Benchmarks for Automated Commonsense Reasoning: A Survey (2302.04752v2)

Published 9 Feb 2023 in cs.AI

Abstract: More than one hundred benchmarks have been developed to test the commonsense knowledge and commonsense reasoning abilities of AI systems. However, these benchmarks are often flawed and many aspects of common sense remain untested. Consequently, we do not currently have any reliable way of measuring to what extent existing AI systems have achieved these abilities. This paper surveys the development and uses of AI commonsense benchmarks. We discuss the nature of common sense; the role of common sense in AI; the goals served by constructing commonsense benchmarks; and desirable features of commonsense benchmarks. We analyze the common flaws in benchmarks, and we argue that it is worthwhile to invest the work needed ensure that benchmark examples are consistently high quality. We survey the various methods of constructing commonsense benchmarks. We enumerate 139 commonsense benchmarks that have been developed: 102 text-based, 18 image-based, 12 video based, and 7 simulated physical environments. We discuss the gaps in the existing benchmarks and aspects of commonsense reasoning that are not addressed in any existing benchmark. We conclude with a number of recommendations for future development of commonsense AI benchmarks.

Citations (50)

View on Semantic Scholar

Summary

The paper analyzes over 100 benchmarks, revealing that current commonsense tests often fail due to flawed design and narrow scope.
The paper details the evolution of AI commonsense reasoning across multiple domains including language, vision, and robotics.
The paper recommends creating diverse, high-quality benchmarks to address issues like cultural bias and reliance on encyclopedic data.

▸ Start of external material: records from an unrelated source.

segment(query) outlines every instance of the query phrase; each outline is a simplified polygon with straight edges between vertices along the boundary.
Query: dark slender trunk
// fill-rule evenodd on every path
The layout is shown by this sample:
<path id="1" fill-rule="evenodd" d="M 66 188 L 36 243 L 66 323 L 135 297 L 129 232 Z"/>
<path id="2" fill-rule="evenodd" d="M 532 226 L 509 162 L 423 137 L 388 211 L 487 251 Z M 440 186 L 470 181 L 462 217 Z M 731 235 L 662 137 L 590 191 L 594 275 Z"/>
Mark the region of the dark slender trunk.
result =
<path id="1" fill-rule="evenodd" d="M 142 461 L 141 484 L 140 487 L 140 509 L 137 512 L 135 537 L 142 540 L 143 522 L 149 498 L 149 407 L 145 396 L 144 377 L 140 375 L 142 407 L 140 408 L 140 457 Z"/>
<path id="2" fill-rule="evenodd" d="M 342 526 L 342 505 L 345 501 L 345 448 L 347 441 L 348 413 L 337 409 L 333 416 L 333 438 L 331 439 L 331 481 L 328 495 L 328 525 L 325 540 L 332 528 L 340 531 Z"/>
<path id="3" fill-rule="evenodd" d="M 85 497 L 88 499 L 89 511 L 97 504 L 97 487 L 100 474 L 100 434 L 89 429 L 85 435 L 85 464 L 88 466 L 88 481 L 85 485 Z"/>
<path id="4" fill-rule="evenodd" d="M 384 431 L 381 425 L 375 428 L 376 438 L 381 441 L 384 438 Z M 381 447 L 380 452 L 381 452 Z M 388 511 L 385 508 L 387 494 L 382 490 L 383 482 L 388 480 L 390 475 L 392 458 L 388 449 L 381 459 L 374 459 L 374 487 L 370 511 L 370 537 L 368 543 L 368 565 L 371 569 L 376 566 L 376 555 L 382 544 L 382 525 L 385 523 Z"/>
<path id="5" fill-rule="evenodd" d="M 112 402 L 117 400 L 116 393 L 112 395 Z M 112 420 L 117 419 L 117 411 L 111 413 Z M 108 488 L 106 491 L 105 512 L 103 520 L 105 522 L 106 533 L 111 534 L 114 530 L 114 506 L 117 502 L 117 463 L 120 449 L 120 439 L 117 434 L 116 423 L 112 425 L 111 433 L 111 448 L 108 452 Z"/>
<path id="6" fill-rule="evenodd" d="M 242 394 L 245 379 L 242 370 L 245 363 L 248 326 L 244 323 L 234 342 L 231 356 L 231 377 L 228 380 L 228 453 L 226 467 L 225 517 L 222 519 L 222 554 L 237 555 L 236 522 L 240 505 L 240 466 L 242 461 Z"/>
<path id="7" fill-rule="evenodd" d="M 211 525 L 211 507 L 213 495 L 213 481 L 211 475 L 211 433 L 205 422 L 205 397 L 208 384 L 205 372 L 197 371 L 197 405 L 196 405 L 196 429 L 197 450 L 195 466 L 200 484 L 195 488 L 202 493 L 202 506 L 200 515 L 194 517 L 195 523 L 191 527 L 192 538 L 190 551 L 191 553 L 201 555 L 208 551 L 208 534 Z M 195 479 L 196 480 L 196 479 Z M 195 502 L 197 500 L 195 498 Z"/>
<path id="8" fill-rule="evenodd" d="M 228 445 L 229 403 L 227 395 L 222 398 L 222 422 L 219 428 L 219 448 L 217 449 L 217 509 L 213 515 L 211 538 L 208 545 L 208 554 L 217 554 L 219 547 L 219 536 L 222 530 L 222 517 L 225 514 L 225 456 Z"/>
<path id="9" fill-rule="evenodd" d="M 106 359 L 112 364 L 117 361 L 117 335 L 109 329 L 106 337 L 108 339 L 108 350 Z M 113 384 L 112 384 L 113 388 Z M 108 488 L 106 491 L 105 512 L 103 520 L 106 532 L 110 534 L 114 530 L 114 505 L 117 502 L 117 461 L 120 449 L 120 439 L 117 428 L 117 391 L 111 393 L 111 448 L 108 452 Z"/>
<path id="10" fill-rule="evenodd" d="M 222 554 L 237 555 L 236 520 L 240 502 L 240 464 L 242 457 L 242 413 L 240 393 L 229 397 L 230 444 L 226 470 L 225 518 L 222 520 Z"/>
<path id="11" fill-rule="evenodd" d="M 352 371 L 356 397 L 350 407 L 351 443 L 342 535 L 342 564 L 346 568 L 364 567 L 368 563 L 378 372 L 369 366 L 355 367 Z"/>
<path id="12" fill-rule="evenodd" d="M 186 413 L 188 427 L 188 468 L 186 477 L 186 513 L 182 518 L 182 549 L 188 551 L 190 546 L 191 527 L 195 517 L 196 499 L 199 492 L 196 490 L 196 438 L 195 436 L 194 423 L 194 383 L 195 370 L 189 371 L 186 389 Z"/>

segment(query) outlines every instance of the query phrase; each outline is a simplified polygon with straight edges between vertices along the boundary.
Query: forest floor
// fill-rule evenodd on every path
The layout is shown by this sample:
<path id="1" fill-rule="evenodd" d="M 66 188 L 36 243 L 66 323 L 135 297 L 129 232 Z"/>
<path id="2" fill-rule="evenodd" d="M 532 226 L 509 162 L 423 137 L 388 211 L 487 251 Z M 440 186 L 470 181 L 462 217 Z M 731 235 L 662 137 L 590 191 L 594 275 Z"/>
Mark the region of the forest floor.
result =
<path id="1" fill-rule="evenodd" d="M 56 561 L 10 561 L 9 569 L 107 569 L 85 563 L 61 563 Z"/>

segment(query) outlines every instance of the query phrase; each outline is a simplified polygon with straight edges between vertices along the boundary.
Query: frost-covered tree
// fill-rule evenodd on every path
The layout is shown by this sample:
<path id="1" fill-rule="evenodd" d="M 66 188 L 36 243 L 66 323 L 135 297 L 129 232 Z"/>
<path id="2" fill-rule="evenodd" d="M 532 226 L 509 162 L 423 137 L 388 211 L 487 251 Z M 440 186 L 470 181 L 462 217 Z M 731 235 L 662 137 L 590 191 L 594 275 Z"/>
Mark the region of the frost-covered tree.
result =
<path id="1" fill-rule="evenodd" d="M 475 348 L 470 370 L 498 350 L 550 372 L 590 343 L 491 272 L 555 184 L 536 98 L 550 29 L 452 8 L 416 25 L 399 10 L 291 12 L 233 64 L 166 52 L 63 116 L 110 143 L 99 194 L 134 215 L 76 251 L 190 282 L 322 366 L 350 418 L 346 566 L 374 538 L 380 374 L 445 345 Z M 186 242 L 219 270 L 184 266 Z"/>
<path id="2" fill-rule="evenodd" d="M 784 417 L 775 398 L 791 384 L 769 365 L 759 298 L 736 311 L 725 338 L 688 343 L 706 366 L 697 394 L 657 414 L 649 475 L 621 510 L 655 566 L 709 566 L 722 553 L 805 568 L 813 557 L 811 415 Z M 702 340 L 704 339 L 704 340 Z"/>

Benchmarks for Automated Commonsense Reasoning: A Survey

Introduction

The paper "Benchmarks for Automated Commonsense Reasoning: A Survey" focuses on the evaluation of AI systems in terms of commonsense knowledge and reasoning. It notes the development of over a hundred benchmarks but highlights common shortcomings and areas of commonsense that are still untested. The survey aims to describe the essence of commonsense reasoning, the roles benchmarks play, their common flaws, and recommendations for future research.

Evolution of Commonsense Reasoning in AI

Over the last decade, commonsense reasoning has gained prominence within the AI research community. Initially considered niche, it is now recognized as a significant challenge in AI. Efforts like DARPA's MCS project and initiatives by the Allen Institute for AI underscore its importance. The research focus has also expanded beyond linguistic reasoning to include areas like computer vision and robotics.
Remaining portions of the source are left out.